Tutto cambia ma il pane resta sacro – il Venerdì di Repubblica
A quelli che hanno fame dio appare in forma di pane, diceva Gandhi.
Ricordandoci che questo cibo primordiale ed elementare è l’emblema stesso dell’alimentazione. È per questo che conserva un’aura sacra perfino nella società dei consumi e dello spreco generalizzato, dove buttare il pane viene ancora considerato un gesto irriverente verso la vita e l’ambiente.
Ce lo ricorda lo spettacolo Pupe di pane con la regia di Tonio De Nitto, andato in scena nei giorni scorsi a Lecce nella sede dell’Accademia mediterranea dell’Attore, nell’ambito di un progetto coordinato dal suo direttore Franco Ungaro con la collaborazione della Casa delle Agriculture di Castiglione d’Otranto.
Cinque bravissime attrici dell’Accademia, Angelica Dipace, Benedetta Pati, Giulia Piccinni, Antonella Sabetta e Carmen Ines Tarantino, vestite come sacerdotesse della Terra, hanno messo in scena il rito della panificazione.
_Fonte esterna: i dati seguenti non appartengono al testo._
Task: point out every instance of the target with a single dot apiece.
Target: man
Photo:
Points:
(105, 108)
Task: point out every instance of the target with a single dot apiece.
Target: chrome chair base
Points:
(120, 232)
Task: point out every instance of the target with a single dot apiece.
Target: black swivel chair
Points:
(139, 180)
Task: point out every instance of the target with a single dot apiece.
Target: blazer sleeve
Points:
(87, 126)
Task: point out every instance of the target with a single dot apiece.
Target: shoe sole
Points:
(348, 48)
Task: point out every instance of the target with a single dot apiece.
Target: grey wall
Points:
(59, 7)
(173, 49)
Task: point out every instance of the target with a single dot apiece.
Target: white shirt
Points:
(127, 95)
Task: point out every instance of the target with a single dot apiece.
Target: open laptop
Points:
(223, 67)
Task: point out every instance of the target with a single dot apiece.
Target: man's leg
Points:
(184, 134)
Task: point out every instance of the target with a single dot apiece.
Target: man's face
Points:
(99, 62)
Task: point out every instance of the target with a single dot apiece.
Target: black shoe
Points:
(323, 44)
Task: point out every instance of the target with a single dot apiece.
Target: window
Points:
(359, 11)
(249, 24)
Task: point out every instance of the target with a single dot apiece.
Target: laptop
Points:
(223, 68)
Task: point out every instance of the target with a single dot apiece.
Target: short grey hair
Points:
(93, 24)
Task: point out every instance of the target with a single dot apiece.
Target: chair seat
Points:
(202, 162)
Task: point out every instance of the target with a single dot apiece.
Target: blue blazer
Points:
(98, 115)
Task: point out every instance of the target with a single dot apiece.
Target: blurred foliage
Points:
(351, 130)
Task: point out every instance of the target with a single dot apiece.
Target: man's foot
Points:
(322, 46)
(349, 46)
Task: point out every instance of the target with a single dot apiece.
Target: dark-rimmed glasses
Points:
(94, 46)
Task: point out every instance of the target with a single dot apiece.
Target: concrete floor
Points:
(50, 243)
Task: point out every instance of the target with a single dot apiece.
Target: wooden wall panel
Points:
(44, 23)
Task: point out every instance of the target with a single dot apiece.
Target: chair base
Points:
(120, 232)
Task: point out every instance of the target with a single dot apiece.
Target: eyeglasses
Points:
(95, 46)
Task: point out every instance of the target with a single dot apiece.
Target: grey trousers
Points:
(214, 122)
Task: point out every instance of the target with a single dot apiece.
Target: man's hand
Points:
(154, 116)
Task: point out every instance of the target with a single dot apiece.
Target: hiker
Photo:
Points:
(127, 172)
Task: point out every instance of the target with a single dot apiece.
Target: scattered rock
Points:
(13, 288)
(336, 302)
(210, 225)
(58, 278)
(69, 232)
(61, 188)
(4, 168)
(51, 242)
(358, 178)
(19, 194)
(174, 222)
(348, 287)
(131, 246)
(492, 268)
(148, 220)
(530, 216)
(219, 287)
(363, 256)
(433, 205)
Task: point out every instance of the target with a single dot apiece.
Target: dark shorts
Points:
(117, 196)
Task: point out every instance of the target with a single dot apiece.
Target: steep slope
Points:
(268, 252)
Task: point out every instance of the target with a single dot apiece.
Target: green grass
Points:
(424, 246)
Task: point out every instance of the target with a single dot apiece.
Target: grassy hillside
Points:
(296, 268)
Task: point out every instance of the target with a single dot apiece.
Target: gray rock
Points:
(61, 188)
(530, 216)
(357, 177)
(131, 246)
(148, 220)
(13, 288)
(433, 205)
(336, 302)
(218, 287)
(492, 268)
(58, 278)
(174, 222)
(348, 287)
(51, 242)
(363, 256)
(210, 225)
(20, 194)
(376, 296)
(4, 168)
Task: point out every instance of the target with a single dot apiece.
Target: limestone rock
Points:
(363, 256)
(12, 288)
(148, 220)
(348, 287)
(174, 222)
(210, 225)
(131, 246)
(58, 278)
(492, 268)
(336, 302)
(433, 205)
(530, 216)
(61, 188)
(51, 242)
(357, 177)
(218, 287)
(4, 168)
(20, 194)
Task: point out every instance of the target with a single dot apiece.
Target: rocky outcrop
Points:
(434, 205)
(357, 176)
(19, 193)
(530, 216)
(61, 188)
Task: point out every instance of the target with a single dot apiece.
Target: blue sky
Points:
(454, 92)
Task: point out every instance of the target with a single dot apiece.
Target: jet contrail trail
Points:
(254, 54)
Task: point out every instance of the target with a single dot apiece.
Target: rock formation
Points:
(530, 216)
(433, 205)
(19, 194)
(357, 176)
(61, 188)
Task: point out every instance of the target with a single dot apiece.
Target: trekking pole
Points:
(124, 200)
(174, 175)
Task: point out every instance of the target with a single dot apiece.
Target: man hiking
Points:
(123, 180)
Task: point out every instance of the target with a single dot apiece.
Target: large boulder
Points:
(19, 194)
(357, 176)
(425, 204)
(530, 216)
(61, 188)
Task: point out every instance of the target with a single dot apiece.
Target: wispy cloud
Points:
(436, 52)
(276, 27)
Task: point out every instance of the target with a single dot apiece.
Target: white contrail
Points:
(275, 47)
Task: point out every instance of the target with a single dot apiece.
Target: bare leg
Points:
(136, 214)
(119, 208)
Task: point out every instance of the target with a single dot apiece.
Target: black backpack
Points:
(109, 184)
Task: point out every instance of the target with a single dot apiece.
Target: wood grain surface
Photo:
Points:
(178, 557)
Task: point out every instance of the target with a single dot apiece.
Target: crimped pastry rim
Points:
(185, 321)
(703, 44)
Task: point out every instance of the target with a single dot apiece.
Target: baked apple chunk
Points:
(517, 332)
Quella trasformazione miracolosa della farina in vita da cui sono nate tutte le religioni del Mediterraneo. Impasto, lievitazione, cottura, condivisione e cooperazione diventano gli atti sacramentali di un teatro del pane che tiene insieme in 26 minuti duemila anni di storia. Dalla fame della civiltà contadina, alle tessere annonarie della guerra, dalle lotte sindacali alle bambole di pane della Settimana Santa, che erano cibo, talismano e giocattolo per una società di pura sussistenza, in cui il pane era il simbolo della comunità e della comunione.
Un poetico intreccio di mitologia e quotidianità che, nell’anno in cui una città del pane come Matera è capitale europea della cultura, dovrebbe essere visto da tutti gli italiani. Come antidoto contro l’individualismo che oggi riflette nei nostri pani monoporzione il cono d’ombra della collettività.